Тайна Иппокрены | страница 36



И снова невольно возникает вопрос, откуда он так хорошо знал нравы и повадки преступников, где добывал факты для своих «воровских» романов.

Единственным ответом, как считал Уильям Ли — литературовед, оставивший три тома жизнеописания Дефо, — могут служить ужасные условия существования узников Ньюгейтской тюрьмы, где будущий писатель «общался с наиболее закоренелыми преступниками — и мужчинами, и женщинами».

Действительно, Дефо, дважды побывавший в Ньюгейте (в общей сложности он провел в этой тюрьме восемнадцать месяцев), наблюдал и изучал здесь мир порока. Но и позже, в разное время жизни, писатель продолжал вникать в обстоятельства, породившие Джонатана Уайлда и ему подобных. Особенно помогла ему в этом служба у Джона Эплби, владельца «Ориджинел уикли джорнэл» — еженедельного издания, специализирующегося на описании «признаний» преступников, то есть предсмертных исповедей, и других материалов об их деяниях.

Мистер Эплби, являвшийся также официальным печатником Ньюгейтской тюрьмы, имел доступ к официальным отчетам и сведениям о заключенных там узниках. Этим же правом — беспрепятственно посещать тюрьму — пользовался и сотрудник его журнала мистер Дефо. В течение шести лет он регулярно общался с ворами и бандитами, выслушивал их исповеди, записывал последние слова перед казнью. Затем обрабатывал этот материал и печатал в журнале. Иногда, с согласия приговоренного, описание его жизни, рассказанное им самим, выходило отдельным изданием, которое готовилось и набиралось заранее и поступало в продажу тотчас после казни.

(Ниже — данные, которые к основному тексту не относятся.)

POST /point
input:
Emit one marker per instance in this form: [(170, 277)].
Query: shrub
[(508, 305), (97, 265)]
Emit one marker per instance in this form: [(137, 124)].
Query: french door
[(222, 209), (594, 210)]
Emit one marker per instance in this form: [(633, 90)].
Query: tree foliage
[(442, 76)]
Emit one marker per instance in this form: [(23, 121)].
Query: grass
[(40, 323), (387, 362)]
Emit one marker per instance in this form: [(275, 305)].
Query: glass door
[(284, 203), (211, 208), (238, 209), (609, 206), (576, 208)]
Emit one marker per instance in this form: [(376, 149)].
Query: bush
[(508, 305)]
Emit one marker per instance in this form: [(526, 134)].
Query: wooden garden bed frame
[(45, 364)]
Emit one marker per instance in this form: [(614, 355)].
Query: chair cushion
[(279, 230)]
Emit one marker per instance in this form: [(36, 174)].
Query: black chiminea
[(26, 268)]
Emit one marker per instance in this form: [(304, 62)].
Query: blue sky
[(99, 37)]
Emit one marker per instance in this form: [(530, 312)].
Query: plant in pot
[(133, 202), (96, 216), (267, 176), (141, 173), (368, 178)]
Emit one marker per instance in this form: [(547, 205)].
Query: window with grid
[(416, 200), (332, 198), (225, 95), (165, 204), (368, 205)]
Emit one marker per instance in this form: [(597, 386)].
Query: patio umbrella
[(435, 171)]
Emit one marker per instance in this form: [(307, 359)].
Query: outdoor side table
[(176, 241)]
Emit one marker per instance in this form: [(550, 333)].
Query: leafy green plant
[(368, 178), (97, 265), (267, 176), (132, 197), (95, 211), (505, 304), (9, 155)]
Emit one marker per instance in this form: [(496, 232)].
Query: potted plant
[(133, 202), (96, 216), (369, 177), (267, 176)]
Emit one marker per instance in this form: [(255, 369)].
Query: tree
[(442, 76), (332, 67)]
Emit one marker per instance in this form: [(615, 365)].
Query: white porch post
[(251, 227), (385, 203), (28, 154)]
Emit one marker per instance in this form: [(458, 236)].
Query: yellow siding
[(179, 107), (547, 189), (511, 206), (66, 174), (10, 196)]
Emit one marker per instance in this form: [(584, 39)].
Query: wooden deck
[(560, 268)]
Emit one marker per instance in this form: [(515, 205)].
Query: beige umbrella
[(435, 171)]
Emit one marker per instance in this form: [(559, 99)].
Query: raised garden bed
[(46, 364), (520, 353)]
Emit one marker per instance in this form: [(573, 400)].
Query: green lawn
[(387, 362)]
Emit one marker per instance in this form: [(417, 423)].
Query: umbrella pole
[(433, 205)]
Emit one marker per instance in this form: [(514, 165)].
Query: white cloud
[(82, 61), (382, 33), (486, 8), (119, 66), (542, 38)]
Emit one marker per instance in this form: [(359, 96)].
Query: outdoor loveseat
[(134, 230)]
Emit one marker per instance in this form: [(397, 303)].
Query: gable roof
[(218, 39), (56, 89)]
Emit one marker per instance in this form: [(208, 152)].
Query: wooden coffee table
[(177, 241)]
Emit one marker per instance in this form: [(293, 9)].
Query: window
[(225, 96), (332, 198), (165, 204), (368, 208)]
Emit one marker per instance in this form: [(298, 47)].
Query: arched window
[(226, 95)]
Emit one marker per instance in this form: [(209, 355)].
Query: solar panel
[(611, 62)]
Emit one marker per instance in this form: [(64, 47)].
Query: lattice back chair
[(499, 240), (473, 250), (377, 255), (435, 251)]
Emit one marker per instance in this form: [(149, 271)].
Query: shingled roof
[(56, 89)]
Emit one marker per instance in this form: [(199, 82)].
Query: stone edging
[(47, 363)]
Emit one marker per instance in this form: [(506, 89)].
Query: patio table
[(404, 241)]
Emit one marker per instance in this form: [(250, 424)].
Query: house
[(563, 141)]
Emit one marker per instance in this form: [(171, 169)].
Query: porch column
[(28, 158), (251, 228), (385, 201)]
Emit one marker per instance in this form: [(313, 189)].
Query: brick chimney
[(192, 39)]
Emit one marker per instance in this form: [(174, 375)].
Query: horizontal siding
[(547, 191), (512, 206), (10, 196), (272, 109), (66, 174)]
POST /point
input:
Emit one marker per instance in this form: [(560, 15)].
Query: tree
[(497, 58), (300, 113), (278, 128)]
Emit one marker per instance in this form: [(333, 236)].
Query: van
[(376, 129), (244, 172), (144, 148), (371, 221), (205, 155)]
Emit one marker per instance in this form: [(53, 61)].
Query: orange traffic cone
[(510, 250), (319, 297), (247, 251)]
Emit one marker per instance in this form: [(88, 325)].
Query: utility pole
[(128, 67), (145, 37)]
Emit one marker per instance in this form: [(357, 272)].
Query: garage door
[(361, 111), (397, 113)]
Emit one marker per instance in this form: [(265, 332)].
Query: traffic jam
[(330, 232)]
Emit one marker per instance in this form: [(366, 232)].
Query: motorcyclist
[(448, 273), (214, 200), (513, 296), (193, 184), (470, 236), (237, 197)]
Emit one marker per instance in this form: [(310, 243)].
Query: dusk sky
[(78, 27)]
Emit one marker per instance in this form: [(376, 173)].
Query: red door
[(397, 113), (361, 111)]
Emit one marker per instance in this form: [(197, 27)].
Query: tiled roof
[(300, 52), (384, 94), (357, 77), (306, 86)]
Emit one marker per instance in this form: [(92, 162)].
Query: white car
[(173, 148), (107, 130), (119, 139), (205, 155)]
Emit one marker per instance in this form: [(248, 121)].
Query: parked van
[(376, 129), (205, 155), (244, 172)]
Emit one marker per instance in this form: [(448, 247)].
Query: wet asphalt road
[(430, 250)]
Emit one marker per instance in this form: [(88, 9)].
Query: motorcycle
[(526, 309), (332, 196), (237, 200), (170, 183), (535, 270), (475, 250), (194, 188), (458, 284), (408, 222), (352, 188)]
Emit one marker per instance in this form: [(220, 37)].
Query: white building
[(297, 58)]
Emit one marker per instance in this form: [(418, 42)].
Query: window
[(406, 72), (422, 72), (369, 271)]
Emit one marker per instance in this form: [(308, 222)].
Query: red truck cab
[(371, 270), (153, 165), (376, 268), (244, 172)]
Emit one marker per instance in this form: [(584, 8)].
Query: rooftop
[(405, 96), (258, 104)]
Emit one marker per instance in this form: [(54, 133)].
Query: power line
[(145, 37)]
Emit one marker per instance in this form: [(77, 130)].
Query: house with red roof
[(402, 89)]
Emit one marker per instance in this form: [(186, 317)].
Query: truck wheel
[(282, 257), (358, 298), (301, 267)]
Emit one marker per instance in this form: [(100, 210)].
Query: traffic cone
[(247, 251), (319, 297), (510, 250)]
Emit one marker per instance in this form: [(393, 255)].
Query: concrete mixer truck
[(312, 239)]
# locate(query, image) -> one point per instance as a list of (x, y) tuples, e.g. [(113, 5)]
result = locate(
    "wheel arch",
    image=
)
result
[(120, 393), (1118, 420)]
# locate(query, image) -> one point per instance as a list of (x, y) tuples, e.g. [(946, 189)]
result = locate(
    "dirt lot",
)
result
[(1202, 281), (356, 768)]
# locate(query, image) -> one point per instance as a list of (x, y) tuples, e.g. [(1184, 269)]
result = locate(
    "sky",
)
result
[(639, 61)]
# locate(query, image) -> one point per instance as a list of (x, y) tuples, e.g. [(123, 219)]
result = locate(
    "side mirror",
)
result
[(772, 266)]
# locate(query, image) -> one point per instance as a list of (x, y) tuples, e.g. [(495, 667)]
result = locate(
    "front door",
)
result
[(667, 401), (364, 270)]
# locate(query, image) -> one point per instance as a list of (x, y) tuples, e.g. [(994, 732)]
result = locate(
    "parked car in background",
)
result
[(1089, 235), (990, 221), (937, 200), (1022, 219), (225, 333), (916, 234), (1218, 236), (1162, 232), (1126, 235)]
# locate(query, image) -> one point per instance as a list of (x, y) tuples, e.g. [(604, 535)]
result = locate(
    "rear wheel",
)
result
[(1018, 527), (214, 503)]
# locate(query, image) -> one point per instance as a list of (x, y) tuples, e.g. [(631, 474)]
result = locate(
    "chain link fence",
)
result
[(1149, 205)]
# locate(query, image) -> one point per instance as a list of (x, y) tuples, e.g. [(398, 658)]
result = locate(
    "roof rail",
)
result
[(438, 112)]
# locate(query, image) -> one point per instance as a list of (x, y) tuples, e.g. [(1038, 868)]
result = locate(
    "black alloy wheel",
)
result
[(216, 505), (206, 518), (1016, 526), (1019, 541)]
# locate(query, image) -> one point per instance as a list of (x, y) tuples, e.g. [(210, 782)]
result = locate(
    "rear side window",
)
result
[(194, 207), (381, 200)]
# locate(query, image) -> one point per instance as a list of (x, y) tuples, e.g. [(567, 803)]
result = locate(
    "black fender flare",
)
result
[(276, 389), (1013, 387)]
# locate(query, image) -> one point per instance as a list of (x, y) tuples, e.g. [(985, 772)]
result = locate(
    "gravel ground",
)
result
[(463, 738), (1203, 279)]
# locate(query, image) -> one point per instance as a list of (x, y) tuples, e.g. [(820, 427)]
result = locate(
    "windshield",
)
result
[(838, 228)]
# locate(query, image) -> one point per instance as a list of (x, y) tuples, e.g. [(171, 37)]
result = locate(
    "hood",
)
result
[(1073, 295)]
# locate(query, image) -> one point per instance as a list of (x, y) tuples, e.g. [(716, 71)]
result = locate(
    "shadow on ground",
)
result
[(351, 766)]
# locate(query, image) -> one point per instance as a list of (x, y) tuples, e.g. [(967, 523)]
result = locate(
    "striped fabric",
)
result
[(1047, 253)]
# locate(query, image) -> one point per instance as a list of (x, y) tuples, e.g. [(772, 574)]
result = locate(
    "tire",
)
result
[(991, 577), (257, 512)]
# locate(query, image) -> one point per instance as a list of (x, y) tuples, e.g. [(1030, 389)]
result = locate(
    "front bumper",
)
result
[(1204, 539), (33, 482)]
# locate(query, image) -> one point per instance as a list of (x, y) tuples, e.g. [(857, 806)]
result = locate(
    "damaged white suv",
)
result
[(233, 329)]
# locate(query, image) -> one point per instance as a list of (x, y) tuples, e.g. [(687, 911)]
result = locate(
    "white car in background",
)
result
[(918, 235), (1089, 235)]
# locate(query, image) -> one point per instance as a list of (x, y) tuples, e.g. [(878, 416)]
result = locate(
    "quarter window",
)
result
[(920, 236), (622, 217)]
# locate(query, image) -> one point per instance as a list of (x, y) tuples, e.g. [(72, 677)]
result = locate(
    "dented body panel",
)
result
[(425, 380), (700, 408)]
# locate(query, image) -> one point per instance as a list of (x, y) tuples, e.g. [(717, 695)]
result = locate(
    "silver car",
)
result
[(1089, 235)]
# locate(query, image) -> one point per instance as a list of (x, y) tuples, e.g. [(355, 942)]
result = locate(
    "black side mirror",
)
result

Подобного рода литература пользовалась большим спросом. Ее жадно поглощали не только простые читатели, но и заключенные. Преступный мир, подобно Янусу, имел два лица — одного боялись и ненавидели, другим восхищались. Получалось так, что, описывая со слов разбойников их похождения, «воровская» литература прославляла этих преступников как героев, чьи подвиги на большой дороге служили скорее примером для подражания, чем предостережением. И обычно тот, кто кончал жизнь на виселице, становился объектом восхищения, если «мужественно умирал».

К раскаявшимся питали отвращение, их называли трусами и подлецами. Да и сами обреченные подчас не очень цеплялись за жизнь — они рождались и жили с мыслью, что рано или поздно им не миновать «роковой перекладины», и на виселицу смотрели как на конечное место назначения. Вся их жизненная философия сводилась к одному: жизнь, хотя и короткая, должна быть веселой.